К вечерне заблаговестили... Славный колокол! Мягко и внятно зовёт, а мне в церковь идти не хочется. В голове будто мелкие гвозди насыпаны.

И как-то вдруг решил я: пойду жить в монастырь, где устав построже, поживу-ка один, в келье, подумаю, книг почитаю... Не соберу ли в одиночестве разрушенную душу мою в крепкую силу?

Через неделю в Савватеевской пустыни пред игуменом стою, - нравится он мне. Человек благообразный, седоватый и лысый, краснощёк и крепок, но лицо серьёзное и глаза обещающие.

- Почему, - спрашивает он, - сын мой, мира бежишь?

Объясняю, что расстроен душой по случаю смерти жены, а больше ничего не могу сказать, что-то мне мешает.

Он, бороду пощипывая, зорко смотрит на меня и снова говорит:

- Вклад сделать можешь?

- Есть, - мол, - у меня около ста рублей.

- Давай! Иди в странноприимную, завтра после обедни я ещё потолкую с тобой.

Странниками отец Нифонт заведовал, он тоже понравился мне.

- У нас, - говорит, - обитель простая, воистину братская, все равно на бога работают, не как в других местах! Есть, положим, баринок один, да он ни к чему не касается и не мешает никому. Здесь ты отдых и покой душе найдёшь, здесь - обрящешь!

За день я уже осмотрел обитель.

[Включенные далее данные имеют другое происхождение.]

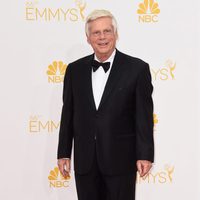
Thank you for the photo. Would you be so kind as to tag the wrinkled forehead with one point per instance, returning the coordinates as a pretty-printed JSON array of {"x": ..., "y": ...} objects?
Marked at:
[{"x": 100, "y": 23}]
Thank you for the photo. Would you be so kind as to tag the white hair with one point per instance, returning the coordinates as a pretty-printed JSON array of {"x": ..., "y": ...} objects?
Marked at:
[{"x": 98, "y": 14}]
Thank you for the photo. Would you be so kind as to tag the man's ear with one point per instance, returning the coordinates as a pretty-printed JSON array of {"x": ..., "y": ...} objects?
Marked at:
[{"x": 88, "y": 39}]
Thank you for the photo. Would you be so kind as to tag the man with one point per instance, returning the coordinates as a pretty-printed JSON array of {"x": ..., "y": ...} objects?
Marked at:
[{"x": 108, "y": 111}]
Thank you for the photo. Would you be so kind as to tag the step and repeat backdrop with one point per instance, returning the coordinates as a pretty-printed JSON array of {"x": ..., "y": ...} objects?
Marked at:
[{"x": 38, "y": 39}]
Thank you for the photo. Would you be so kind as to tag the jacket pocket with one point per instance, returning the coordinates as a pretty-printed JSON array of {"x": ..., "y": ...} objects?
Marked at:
[{"x": 125, "y": 136}]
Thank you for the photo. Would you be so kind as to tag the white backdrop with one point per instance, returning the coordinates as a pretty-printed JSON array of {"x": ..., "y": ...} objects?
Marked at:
[{"x": 36, "y": 36}]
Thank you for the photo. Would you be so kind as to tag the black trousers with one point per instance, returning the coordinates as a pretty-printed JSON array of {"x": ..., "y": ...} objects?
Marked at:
[{"x": 96, "y": 186}]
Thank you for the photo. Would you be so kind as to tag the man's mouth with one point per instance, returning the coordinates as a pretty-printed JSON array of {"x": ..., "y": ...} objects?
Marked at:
[{"x": 103, "y": 44}]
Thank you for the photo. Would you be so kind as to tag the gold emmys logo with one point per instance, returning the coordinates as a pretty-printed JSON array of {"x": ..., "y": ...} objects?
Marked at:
[
  {"x": 162, "y": 176},
  {"x": 56, "y": 179},
  {"x": 56, "y": 72},
  {"x": 37, "y": 125},
  {"x": 148, "y": 11},
  {"x": 164, "y": 73},
  {"x": 34, "y": 13}
]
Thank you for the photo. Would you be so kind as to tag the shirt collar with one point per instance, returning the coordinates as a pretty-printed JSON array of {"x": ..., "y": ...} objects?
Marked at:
[{"x": 110, "y": 59}]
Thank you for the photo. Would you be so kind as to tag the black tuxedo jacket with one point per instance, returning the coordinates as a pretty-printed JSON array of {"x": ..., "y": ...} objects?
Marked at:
[{"x": 122, "y": 127}]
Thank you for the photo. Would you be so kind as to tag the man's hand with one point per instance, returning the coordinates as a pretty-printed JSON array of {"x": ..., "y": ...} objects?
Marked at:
[
  {"x": 64, "y": 166},
  {"x": 143, "y": 167}
]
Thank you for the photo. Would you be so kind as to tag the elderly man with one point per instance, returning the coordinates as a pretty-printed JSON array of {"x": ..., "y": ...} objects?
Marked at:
[{"x": 108, "y": 111}]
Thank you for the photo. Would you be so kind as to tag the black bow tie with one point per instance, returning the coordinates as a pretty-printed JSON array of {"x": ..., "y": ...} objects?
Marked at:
[{"x": 96, "y": 65}]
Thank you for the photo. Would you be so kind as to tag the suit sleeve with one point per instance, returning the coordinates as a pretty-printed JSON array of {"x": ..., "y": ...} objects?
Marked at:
[
  {"x": 66, "y": 124},
  {"x": 144, "y": 116}
]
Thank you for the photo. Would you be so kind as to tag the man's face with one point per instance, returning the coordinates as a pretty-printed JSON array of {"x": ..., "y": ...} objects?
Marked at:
[{"x": 102, "y": 37}]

Раньше, видимо, она в лесу стояла, да - вырубились, кое-где пред воротами и теперь пни торчат, а с боков ограды лес заходит, двумя чёрными крыльями обнимая голубоглавую церковь и белые корпуса строений. Напротив Синь-озеро во льду лежит полумесяцем, - девять вёрст из конца в конец да четыре ширина, - и заозёрье видать: три церкви Кудеярова, золотую главу Николы в Толоконцеве, а по эту сторону, у монастыря, Кудеяровские выселки прикурнули, двадцать три двора. Кругом могучий лес.

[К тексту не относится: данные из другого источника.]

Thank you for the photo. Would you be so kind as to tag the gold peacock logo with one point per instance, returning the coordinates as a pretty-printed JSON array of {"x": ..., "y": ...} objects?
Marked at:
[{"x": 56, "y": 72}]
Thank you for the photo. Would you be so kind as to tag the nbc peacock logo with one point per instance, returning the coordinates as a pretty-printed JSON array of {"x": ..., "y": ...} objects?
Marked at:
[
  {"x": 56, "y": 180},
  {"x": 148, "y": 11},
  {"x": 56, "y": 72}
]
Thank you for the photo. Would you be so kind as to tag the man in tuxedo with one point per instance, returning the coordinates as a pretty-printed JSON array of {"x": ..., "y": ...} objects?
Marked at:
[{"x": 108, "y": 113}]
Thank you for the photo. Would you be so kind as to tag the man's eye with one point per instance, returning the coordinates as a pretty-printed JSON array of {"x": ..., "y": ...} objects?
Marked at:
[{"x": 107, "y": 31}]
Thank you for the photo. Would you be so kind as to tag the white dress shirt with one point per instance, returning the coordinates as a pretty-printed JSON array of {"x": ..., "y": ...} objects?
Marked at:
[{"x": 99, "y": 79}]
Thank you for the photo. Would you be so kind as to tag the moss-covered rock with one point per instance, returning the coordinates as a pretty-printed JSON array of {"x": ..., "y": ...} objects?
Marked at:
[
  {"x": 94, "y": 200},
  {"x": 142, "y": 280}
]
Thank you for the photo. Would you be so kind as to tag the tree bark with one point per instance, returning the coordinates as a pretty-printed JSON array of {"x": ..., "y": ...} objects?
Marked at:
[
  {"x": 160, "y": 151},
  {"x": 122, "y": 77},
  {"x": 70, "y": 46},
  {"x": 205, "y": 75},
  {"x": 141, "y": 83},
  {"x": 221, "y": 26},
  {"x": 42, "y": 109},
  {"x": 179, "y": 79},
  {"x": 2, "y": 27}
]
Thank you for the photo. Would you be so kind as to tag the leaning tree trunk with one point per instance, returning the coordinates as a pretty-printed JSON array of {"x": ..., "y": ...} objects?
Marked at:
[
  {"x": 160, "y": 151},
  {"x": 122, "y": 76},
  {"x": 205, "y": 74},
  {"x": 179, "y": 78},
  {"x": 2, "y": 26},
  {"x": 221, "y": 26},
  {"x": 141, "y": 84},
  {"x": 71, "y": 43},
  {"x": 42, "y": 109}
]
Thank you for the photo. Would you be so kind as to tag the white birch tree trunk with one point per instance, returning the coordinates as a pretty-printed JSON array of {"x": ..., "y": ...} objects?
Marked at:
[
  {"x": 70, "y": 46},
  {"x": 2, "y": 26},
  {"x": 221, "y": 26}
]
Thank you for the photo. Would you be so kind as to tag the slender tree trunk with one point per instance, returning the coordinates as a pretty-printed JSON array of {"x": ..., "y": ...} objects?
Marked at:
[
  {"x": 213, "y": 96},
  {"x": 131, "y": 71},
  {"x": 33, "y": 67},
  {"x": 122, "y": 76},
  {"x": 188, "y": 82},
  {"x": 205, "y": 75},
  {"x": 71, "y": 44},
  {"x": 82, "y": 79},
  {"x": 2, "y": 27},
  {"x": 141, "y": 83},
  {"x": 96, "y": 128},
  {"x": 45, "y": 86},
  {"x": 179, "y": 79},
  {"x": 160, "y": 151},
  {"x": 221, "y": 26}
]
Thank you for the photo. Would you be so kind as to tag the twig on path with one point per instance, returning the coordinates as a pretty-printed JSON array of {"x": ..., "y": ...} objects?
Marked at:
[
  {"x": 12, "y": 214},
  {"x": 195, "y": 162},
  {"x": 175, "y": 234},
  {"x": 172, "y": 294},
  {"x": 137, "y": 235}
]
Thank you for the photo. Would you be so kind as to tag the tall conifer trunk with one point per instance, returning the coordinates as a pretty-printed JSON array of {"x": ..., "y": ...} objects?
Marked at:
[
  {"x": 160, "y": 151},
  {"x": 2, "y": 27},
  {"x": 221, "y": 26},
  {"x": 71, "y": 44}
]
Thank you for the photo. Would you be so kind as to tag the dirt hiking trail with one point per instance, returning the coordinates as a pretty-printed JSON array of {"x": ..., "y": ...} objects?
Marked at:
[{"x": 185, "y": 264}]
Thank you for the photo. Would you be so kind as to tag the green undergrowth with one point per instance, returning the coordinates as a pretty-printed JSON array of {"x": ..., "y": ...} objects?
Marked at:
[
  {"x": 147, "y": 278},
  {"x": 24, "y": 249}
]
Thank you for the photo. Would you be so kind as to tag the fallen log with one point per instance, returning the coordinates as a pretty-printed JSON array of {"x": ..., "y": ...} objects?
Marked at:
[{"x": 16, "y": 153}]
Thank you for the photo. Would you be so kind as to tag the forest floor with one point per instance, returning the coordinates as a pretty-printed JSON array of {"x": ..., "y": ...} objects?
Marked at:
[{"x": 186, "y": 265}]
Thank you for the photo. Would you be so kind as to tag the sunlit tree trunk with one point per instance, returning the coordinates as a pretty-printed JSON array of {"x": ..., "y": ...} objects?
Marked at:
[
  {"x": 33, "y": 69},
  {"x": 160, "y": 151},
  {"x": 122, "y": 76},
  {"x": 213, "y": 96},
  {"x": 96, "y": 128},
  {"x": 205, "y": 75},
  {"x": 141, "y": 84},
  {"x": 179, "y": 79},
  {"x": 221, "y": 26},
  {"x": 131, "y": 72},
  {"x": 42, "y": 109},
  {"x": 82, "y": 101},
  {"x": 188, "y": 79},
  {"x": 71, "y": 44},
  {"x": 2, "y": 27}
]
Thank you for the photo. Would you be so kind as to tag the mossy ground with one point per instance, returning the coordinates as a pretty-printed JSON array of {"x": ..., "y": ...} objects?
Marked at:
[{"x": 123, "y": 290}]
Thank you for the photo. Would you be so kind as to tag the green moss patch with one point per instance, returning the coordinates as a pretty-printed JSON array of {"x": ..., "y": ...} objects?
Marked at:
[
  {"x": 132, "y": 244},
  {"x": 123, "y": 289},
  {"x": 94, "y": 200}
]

Хорошо. Умиление тихо пало на душу. Вот где я побеседую с господом, разверну пред ним сокровенное души моей и со смиренной настойчивостью попрошу указать мне пути к знанию законов его!

Вечером всенощную стоял; служат строго по чину, истово, пение однако несогласное, хороших голосов нет.

Молюсь я:

- Господи, прости, если дерзко мыслил о тебе, не от неверия это, но от любви и жажды, как ты знаешь, всеведущий!

Вдруг впереди стоявший монах оглянулся на меня и улыбается. Видно, громко прошептал я покаянные слова мои! Улыбается он - и сколь прекрасное лицо вижу я!.. Даже опустил голову и зажмурился - ни до той поры, ни после - такого красавца не видал. Подвинулся вперёд, встал рядом с ним и заглядываю в его дивное лицо - белое, словно кипень, в чёрной бороде с редкой проседью. Глаза у него большие, гордые, строен он и высок. Нос немного загнут, словно у кобчика, и во всей фигуре видно нечто благородное. Так он поразил меня, что даже во сне той ночью видел я его.

Рано утром разбудил меня Нифонт.

- Назначено, - говорит, - тебе послушание отцом игуменом; иди в пекарню, вот сей смиренный монашек отведёт тебя, он же начальство твоё! На-ко тебе одёжу казённую!

Одеваюсь я в монастырское, наряд оказался впору, но всё ношеное и грязное, а у сапога подмётка отстала.

Гляжу на своего начальника: широкоплеч, неуклюж, лоб и щёки в бородавках и угрях, из них кустики серых волос растут, и всё лицо как бы овечьей шерстью закидано. Был бы он смешноват - но лоб его огромный глубокими морщинами покрыт, губы сурово сжаты, маленькие глаза угрюмы.

- А ты живее! - приказывает он.

Голос грубый, но надорванный, точно колокол с трещиной.

Нифонт, улыбаясь, говорит:

- Зовут его - брат Миха! С богом!

Вышли на двор, темно; Миха запнулся за что-то - по матерному ругается. Потом спрашивает:

- Тесто месить умеешь?

- Видел, - говорю, - как бабы месят.

Ворчит:

- Бабы! Вам всё бабы, везде бабы! Через них мир проклят, надо помнить!